21 Improbable Years

This week its HAPPY BIRTHDAY TO IMPROBABLE and so here’s a little something from their artistic directors about what they have been up to for the last 21 years.


Hello. Lee and Phelim here – Artistic Directors of Improbable.

Improbable is celebrating its 21st year of existence this year so we’ve been around for a while. We thought we might share a little bit about what we do…

‘So, what kind of theatre does Improbable make?’ is a question people often ask. It’s a good question but it’s difficult to give a simple answer because, over the last 21 years, we’ve found that we seem to go in lots of different directions at once.

Each Improbable project has a different creative team. Sometimes they’re people we’ve worked with a lot, sometimes people we’ve never worked with before. Sometimes the work is big. Really big, like Sticky, an outdoor piece with giant Sellotape structures; or it might be in big theatres like Theatre of Blood or Lost Without Words at the National Theatre, or Satyagraha, The Perfect American, Cosi fan tutte and Akhnaten at ENO. But some of it is much smaller like Animo, The Still, Permission Improbable or BambinO, our opera for babies.

STICKY (Image©Nick Read and Richard Haughton

The shows could be improvised, scripted, devised. They might feature fireworks, puppets, opera, music, mayhem, and sometimes even some acting. We’ve taken these shows all over the world, from Sydney to Syria, New York to New Zealand, Europe to nearly everywhere else.

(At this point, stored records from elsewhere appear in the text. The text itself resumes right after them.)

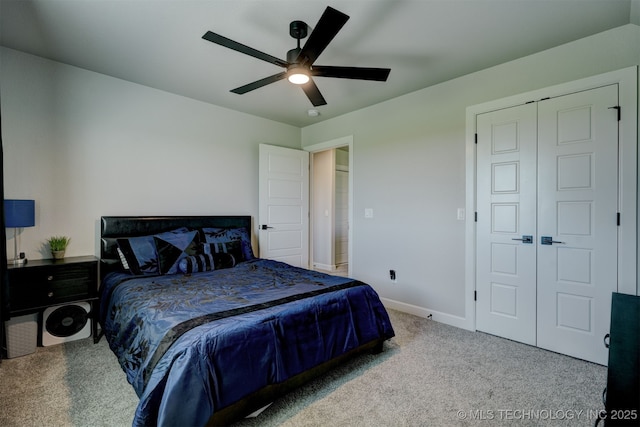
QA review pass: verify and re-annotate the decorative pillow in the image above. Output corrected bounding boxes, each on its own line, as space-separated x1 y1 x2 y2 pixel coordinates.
117 236 159 275
116 247 129 270
153 230 199 274
202 227 255 262
178 253 236 274
203 241 244 265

Alongside the shows, for the last twelve years we’ve been hosting and facilitating Open Space events under the banner of Devoted and Disgruntled. Open Space is a self-organising process that enables large groups to tackle complex issues with no formal agenda. An unconventional convention if you like. These events have seen the emergence of a nationwide community of artists and theatre practitioners who, in turn, have created projects, partnerships, shows, companies and venues.

We have another strand to our work in the form of our participation projects, where we take improvisation to people and communities who may have had little contact with the arts before. Our latest was our Impro for Elders, working with a group of over 60s in Westminster and presenting an improvised performance alongside our show Lifegame.

We’re also creating the International Institute of Improvisation (or iii for short), a global project to shape, secure and celebrate the future of improvisation.

We believe that art is for everyone and that this doesn’t simply mean they get to be part of an audience. Our society needs a cultural shift that puts creativity at the heart of everyday life. The prevailing perception sees culture as an add-on after the important conversations have been had. In the world we envisage, theatre, art and culture are not confined to the spiritual or emotional, they are central to the development and decision-making in social, organisational, and political spheres. In this future world, an international crisis would mean a government doesn’t send in the army, it sends in an orchestra.

So really, that’s us in a rather nobly nutshell.